En başta zenginliğin tanımını yaparak başlayalım. Çok yazımda bahsettiğim gibi, zengin olan insan, yeryüzündeki insanların %1’lik kısmını oluşturup, geride kalan 3.5 – 4 milyar insanın serveti kadar servete sahip olan insanlardır.

Hayatı boyunca üretime katılmadan kendini ve nesillerini yaşatabilecek olan insanlardır.

Gelgelelim refah ve mutluluk kavramına. Kimdir refah içnide yaşayan insan? Geçim kaygısı gütmeyen, işsizlik kaygısı gütmeyen, evsiz kalma, çoluğuna çocuğuna bakma, okula gidebilme, yapmak istediği hobileri yapmak noktasında sıkıntıya girmeyen ve neyi nasıl yapacağım hesabına düşmeden yaşayan insandır

Senin, etrafındaki sıradan insanların bunlardan çok da fazla bir kaygısının olduğunu da düşünmüyorum. Elbette 2-3 tane dizi izleyip boğaza nazır bir yaşam sürmek, katlı katlı şatolarda, malikanelerde yaşamak hayalini ömründe bir dönem dahi sen de sürmüşsündür, bunda bir problem yok. Bu hayale ben de düştüm çünkü bu hayal bize satılıyordu, hala satılyor.

Bireysel bir zenginlik veya ailecek şatafat ve lüks içinde yaşamak, bunu bir yere kadar anlıyorum.

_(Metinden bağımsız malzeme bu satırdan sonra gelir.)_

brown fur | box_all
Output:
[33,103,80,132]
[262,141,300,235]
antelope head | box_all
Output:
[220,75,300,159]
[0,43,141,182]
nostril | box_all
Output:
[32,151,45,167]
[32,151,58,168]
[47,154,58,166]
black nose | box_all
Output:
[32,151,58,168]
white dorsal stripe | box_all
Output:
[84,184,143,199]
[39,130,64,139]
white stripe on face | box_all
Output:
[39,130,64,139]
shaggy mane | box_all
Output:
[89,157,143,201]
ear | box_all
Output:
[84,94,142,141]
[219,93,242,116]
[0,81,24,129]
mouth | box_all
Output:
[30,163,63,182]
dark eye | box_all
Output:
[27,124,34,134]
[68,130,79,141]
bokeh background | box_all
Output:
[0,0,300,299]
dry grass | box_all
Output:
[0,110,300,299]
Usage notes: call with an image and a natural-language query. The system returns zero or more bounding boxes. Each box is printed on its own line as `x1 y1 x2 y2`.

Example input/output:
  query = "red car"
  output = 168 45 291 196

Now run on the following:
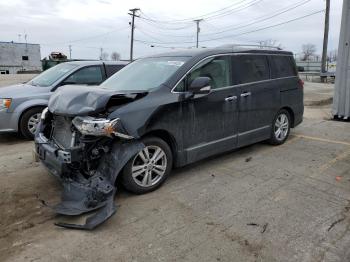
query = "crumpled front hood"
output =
48 85 145 116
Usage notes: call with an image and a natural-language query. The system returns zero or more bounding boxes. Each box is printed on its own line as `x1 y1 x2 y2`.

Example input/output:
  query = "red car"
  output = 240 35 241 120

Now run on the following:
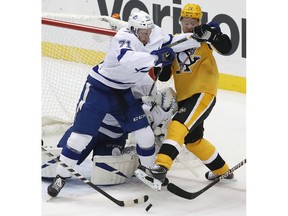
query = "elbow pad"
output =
211 34 232 55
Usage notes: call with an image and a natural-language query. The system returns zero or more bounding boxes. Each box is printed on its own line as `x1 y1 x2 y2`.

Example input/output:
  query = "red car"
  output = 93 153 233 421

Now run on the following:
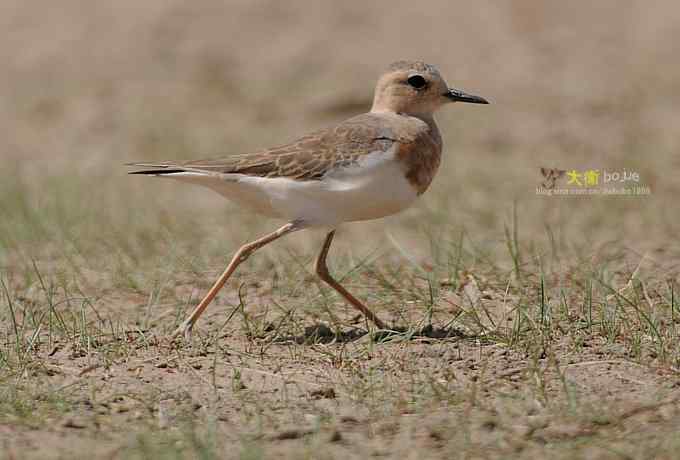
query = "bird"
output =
127 60 489 340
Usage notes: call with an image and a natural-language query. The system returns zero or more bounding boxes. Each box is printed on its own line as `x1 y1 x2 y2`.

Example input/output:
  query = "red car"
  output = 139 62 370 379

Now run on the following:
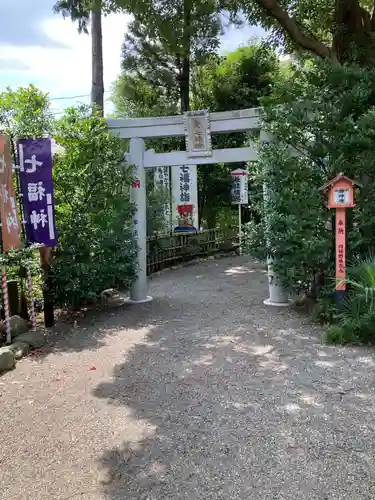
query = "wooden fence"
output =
147 229 238 275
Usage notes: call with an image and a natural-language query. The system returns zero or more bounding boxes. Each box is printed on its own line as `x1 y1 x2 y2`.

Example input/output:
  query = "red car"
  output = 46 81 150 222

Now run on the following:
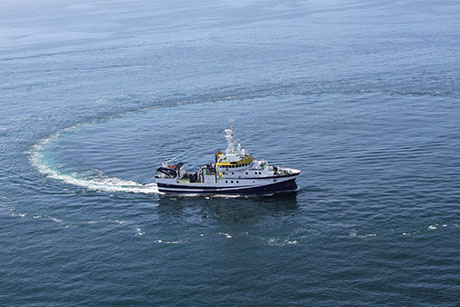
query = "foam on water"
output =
27 126 159 194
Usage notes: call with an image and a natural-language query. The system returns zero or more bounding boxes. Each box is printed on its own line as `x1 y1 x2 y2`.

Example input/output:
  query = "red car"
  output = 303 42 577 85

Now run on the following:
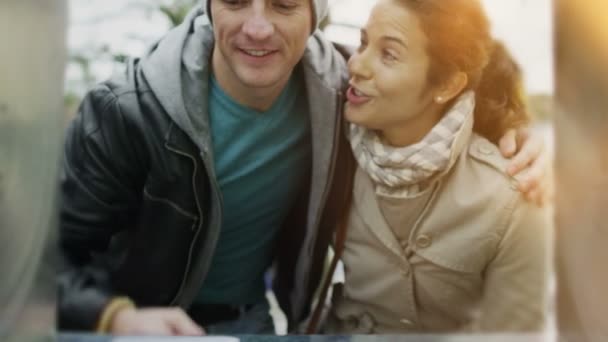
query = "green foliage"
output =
159 0 200 26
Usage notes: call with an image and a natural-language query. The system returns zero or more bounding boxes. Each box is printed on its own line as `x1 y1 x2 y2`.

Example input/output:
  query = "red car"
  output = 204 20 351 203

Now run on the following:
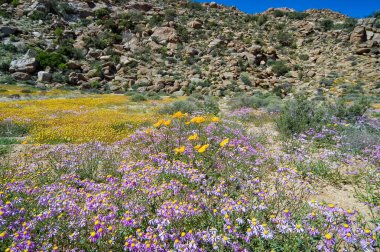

Lakin şunu anlamak istiyorum, şu an içinde bulunduğun durumdan ekonomik olarak kurtulsan ve gerçekten de öyle bir yaşama sahip olmaya başlasan, eşini-dostunu, aileni, daha önce aynı “kaderi” paylaştığın yakınlarını, yoksul milyonları hemen unutacak mısın?

Unutma, öyle zengin bir hayatın içine doğmadın. Büyük bir zenginliğin olacak ve buna sadece sen sahip olacaksın. Fakat kafanı çevirdiğinde her ne kadar görmek istemesen de bir yerlerde yoksulun ve yoksulluğun var olduğunu, bu bütüne ait problemin senin kurtuluşun ile düzelmediğini, tatsız da olsa geleceğin sadece bir dönemliğine sadece senin için değiştiğini fark edeceksin.

Tabi. Bunda belki ayıp denilecek bir şey yok çünkü bu kulaklar uzun bir zaman boyunca “yahu Sevancım bu dünyaya bir defa geldik, zengin olmayalım mı, rahat yaşamayalım mı” diyen ağızlar duydu.

Ben de diyorum ki dene bakalım, şansın milyonda bir, ya tutarsa…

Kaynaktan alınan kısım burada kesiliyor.